Hi Brian,
In general, we try to follow with the logging severities the guideline
[1]. "Notice" is informational, "warning" is something
unexpected/unwanted (hitting some limits, got some data that looks like
an attack, ...), "error" is something which should be looked at by an
engineer.
[1] https://openacs.org/xowiki/logging-conventions
below, I comment inline.
On 07.11.23 18:28, Brian Fenton wrote:
Hi
with the goal of improving signal-to-noise in our error logs, and also
to increase my understanding of Naviserver internals, I have a few
questions about various different messages we are seeing regularly in
our logs.
1. [06/Nov/2023:14:58:08][77320.7f7b9a7fd640][-driver:nsssl:0-]
Notice: ... sockAccept accepted 2 connections
this is by far the most common entry in our logs - we see a LOT of
these. Are they merely informative or indicative of some tuning
action we could take? I don't see any way to disable them. I would
love to remove these.
This indicates some stress situation of the server, where multiple
requests come in at the same time. The value of 2 is not of a concern,
if you see values like 10 or 20, you should consider a change in your
configuration (e.g., configuring a second driver thread). It would be
possible to define a configuration value for the network driver to set
the threshold when the notice is written to the log file.
1.
2.
[06/Nov/2023:14:57:28][77320.7f7b63fff640][-conn:openacs:default:6:6292-]

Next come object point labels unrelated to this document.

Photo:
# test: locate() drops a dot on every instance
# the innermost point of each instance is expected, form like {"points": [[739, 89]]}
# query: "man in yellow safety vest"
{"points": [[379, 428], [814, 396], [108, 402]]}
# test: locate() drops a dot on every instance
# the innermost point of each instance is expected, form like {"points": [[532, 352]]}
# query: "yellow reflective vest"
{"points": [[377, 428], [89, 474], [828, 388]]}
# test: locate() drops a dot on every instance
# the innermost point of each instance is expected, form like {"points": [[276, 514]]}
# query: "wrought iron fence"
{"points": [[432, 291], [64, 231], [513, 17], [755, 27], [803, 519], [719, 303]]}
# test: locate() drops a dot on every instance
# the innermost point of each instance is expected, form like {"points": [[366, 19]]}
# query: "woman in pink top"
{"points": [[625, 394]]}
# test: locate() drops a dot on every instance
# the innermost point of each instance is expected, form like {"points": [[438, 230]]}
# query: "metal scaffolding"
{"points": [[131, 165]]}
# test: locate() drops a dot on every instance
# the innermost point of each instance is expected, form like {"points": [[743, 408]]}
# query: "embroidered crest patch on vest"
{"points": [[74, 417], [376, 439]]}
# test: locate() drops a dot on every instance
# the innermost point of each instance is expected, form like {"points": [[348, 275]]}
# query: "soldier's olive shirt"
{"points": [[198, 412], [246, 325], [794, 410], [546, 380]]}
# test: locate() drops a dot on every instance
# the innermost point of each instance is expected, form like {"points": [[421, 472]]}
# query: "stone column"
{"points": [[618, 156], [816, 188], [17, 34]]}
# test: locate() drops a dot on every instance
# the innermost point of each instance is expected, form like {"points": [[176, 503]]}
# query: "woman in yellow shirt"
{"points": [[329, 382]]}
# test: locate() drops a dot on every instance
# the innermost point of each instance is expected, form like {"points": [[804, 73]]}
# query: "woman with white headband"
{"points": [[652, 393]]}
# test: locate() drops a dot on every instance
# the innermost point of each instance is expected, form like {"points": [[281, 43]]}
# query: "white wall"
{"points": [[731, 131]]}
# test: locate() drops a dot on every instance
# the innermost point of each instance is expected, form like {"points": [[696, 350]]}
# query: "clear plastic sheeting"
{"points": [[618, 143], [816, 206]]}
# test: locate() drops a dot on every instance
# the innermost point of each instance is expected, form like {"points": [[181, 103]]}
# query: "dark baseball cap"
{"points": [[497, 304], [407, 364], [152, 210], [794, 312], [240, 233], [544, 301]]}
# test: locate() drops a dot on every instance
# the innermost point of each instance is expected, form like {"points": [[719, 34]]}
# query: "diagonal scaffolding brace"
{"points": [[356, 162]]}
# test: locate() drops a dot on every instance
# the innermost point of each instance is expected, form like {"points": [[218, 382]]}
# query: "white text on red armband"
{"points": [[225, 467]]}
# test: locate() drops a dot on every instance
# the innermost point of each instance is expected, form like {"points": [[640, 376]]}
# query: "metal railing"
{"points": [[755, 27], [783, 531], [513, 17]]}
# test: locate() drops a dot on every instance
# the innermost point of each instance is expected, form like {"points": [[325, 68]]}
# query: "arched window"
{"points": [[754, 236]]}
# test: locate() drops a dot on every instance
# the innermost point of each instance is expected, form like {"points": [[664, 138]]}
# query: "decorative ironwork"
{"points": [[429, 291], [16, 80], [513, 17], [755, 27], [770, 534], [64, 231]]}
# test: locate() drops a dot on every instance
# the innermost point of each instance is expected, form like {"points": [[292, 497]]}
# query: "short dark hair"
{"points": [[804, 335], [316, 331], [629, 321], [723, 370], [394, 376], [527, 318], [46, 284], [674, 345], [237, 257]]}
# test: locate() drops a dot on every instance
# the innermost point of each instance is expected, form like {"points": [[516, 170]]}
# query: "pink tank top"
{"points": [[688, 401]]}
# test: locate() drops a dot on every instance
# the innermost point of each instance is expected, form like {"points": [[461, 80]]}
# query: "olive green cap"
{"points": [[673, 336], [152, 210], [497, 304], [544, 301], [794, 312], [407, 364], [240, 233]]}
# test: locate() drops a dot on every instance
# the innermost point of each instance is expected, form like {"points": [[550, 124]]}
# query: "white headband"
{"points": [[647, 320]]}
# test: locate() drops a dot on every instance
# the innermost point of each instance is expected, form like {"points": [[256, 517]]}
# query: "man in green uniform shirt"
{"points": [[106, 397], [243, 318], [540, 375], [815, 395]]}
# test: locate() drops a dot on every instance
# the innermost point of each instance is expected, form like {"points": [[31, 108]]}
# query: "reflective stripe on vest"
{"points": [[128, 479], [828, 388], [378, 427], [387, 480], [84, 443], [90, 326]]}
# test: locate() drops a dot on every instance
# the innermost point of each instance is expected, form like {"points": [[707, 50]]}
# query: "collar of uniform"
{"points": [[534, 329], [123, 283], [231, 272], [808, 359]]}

Notice: ns_cache create entry collision cache util_memoize key
'__util_memoize_installed_p', no timeout
We also see a quite a few of these, always for
'__util_memoize_installed_p', and always with 'no timeout'. From
looking at cache.c I see that this means that Naviserver failed
to create the cache entry. I checked the 'util_memoize' cache
utilization in case the cache was full, but it's quite low. What
other cause could there be for this?
This means that concurrent operations are executed to obtain the same
cache value, and that the second request (here
conn:openacs:default:6:6292) has to wait until the locking process has
finished. The problem can become serious, when the locking process
"hangs", i.e. taking a very long time to finish. This means, that more
and more of caching requests for the same entry will pile up,
potentially until a restart, since no timeout was specified. The warning
was introduced to give the developer a hint, why suddenly the server is
hanging (before the message was introduced, the cause was very hard to
determine).
This message tells as well something else:
* It looks as if the installation is based on a very old version of
openacs-core (including in particular acs-tcl) installed. At least since
9 years, the code has changed to perform this test just at startup.
Upgrade to recent versions will improve the performance and increase
security.
* The message tells me as well that the application has a stress on the
util-memoize cache. Old versions of OpenACS used this "util-memoize"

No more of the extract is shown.